With these links in place, you don’t search. You act. That’s how fan-worthy experiences happen again and again.
Addressing the Skeptics
You might think Relations are overkill. If you’re running one project, maybe. But complexity shows up fast. Without links, you’ll either quit the tool or accept chaos. Neither helps your goals.
Another concern is setup time. Yes, it takes a short session to wire your databases. But Jeff’s template trick pays you back every day. It’s a short ramp to long-term clarity.
My Takeaways and Advice
Systems create fans. Internally, they turn teams into consistent operators.
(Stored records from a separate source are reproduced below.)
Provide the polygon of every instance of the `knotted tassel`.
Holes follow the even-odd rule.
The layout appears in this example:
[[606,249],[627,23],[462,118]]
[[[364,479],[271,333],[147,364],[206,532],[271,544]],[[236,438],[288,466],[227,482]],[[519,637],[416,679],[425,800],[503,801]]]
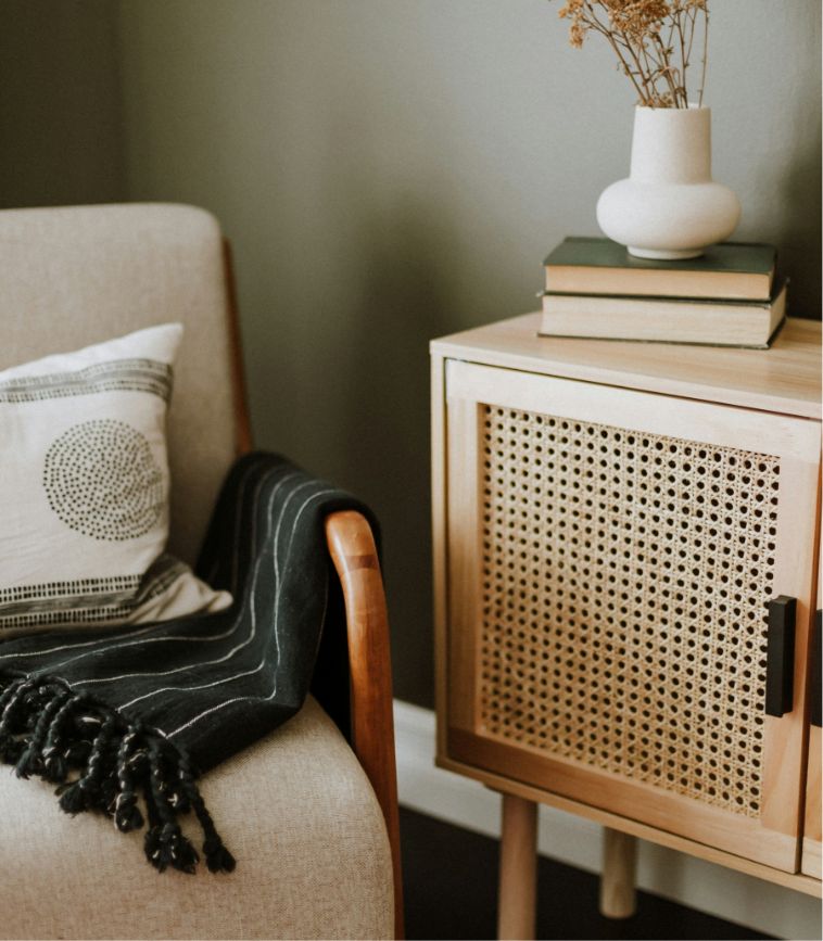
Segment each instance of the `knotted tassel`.
[[0,697],[0,760],[7,764],[16,764],[23,751],[23,746],[14,738],[18,732],[14,720],[26,695],[39,683],[39,677],[15,679]]
[[[90,716],[84,716],[84,720],[88,719]],[[87,810],[107,810],[107,803],[101,801],[101,781],[105,771],[106,747],[112,739],[116,723],[117,716],[110,712],[92,742],[86,774],[69,785],[60,796],[60,806],[67,814],[79,814]]]
[[31,733],[31,740],[23,750],[14,767],[14,773],[17,777],[27,778],[31,774],[43,774],[43,745],[48,730],[51,727],[55,713],[59,712],[63,703],[71,696],[72,694],[68,690],[59,688],[52,698],[41,708],[34,732]]
[[76,695],[67,699],[58,710],[56,715],[49,726],[43,746],[43,772],[42,777],[52,784],[62,784],[68,776],[68,762],[66,761],[63,747],[63,733],[74,710],[84,700],[84,696]]
[[131,774],[132,751],[137,746],[142,729],[139,725],[130,725],[123,736],[117,751],[117,784],[119,792],[114,800],[114,826],[123,832],[139,830],[143,825],[143,815],[137,806],[137,793]]
[[182,750],[179,751],[178,766],[183,790],[203,830],[203,855],[205,856],[208,872],[233,873],[237,862],[226,849],[220,835],[217,832],[212,815],[208,813],[200,789],[194,783],[194,773],[191,768],[189,756]]
[[145,835],[144,849],[149,862],[157,872],[168,866],[193,875],[200,856],[180,829],[174,806],[168,800],[169,781],[159,739],[149,741],[149,787],[159,822]]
Externally, they turn customers into repeat buyers who feel known and served.
If you want a simple starting plan, try this in the next hour:
- Create three databases: Projects, Tasks, Notes.
- Add Relations from Projects to Tasks and Notes with two-way sync.
- Build a project template with filtered views that show only linked items.
- Use one rollup on Tasks to display project status for smart filters.
That small setup will change how you work this week.
The Bottom Line
Jeff Su is right. Link your data or you’ll drown in it. Notion is powerful, but only when you connect the dots. The Relations feature keeps your focus where it belongs: on the next move that matters.
Adopt it. Teach it to your team. Use it to build repeatable wins and fan-worthy experiences. Start by wiring one project today. Then watch the noise fade and the work flow.